Effect of surface modifier and solvent on the affinity between the surface-modified solid and organic solvent: A molecular dynamics study

To control the dispersibility of surface-modified nanoparticles in fluid, it is important to evaluate the affinity between surface-modified nanoparticles and solvents and elucidate the effect of surface modification on the affinity at the molecular level. In this study, the effect of the chain length of the surface modifier and solvent on the work of adhesion Wadh was investigated for the carboxylic acid-modified Al2O3/n-alkane interface by molecular dynamics simulations using the phantom-wall method. Here, we adopted hexanoic acid, decanoic acid, and octadecanoic acid as the surface modifiers and n-hexane, n-decane, and n-dodecane as the solvents. At a surface coverage of 100%, the effect of the modifier length on Wadh was small because the solvent did not penetrate any modifier layers with a dense packing state. At a surface coverage of 50%, the solvent penetration was good except for the octadecanoic acid modifier, and Wadh for the decanoic acid modifier was higher than that for the hexanoic acid and octadecanoic acid modifiers.

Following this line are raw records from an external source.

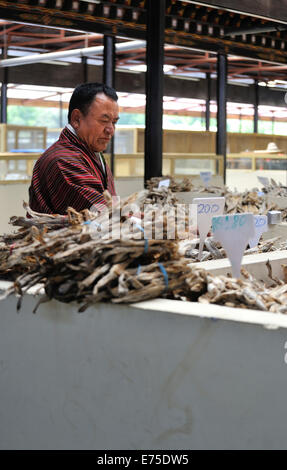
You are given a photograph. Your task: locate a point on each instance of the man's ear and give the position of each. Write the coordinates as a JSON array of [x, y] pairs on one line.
[[76, 118]]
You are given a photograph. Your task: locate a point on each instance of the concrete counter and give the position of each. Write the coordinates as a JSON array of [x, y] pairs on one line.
[[156, 375]]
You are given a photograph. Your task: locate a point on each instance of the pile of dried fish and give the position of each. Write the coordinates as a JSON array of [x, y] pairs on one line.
[[275, 189], [246, 293], [76, 260], [88, 260], [213, 250]]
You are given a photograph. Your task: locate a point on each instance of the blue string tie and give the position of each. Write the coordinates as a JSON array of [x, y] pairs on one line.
[[146, 240], [165, 275]]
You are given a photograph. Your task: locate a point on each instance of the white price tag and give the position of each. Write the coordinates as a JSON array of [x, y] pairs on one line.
[[165, 183], [234, 232], [205, 177], [207, 207], [260, 226], [263, 180]]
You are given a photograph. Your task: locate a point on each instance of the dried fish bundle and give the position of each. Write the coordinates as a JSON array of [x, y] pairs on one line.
[[213, 250], [275, 189]]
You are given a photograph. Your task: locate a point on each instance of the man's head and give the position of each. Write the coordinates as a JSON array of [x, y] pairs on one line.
[[93, 113]]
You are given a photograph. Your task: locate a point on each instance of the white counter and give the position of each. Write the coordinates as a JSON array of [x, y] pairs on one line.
[[156, 375]]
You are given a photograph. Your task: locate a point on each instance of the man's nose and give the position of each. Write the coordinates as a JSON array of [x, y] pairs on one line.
[[110, 128]]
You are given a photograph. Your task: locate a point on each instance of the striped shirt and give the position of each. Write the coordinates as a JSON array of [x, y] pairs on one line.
[[69, 174]]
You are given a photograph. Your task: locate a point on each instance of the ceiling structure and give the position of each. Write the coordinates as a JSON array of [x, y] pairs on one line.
[[194, 33]]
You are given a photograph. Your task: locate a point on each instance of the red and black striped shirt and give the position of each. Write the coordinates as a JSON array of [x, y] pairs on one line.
[[68, 174]]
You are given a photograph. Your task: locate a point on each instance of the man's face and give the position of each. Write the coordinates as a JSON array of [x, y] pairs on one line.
[[98, 126]]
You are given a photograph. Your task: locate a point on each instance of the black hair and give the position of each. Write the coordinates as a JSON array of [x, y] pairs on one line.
[[84, 94]]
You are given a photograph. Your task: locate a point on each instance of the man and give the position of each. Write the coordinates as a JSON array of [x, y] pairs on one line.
[[72, 172]]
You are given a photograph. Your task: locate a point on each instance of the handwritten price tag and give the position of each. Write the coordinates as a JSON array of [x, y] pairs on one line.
[[234, 232], [165, 183], [205, 177], [263, 180], [207, 207], [260, 226]]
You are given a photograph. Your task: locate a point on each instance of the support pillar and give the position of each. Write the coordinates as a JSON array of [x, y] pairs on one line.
[[4, 101], [256, 104], [221, 108], [109, 79], [207, 102], [154, 88]]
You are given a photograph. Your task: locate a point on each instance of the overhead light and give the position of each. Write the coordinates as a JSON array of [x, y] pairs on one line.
[[55, 62], [143, 68]]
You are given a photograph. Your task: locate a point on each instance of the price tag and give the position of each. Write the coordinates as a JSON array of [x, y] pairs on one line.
[[234, 232], [165, 183], [260, 226], [205, 177], [207, 207], [263, 180]]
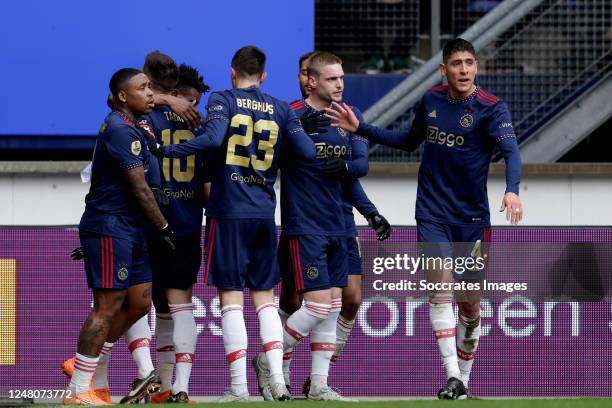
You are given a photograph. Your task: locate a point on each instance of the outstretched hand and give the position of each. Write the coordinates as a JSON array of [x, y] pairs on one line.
[[155, 149], [511, 203], [342, 116]]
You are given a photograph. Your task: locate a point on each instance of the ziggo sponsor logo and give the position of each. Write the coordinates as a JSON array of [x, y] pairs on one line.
[[435, 135]]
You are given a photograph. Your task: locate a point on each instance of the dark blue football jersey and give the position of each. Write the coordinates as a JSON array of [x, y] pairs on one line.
[[110, 206], [180, 178], [459, 136], [312, 203], [250, 131]]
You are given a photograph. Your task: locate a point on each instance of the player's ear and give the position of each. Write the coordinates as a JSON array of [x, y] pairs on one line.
[[122, 96], [442, 69], [311, 83]]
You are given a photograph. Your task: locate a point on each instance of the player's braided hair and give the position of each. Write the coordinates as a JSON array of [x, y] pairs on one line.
[[161, 70], [121, 77], [190, 77]]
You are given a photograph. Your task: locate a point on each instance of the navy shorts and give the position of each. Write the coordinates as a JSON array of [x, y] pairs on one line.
[[173, 269], [353, 248], [313, 262], [444, 241], [114, 263], [241, 253]]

For the decanoic acid modifier with a surface coverage of 50%, the effect of the solvent length on Wadh was small because the density distributions of the modifier and solvent near the interface were almost the same in all solvent systems. Solvent penetration was evaluated using the overlap parameter, which is the degree of overlap of the density distribution. A large penetration resulted in high Wadh. We demonstrated that the affinity between surface-modified nanoparticles and solvents can be increased by ensuring high modifier-solvent penetration via adjusting the surface coverage and surface modifier.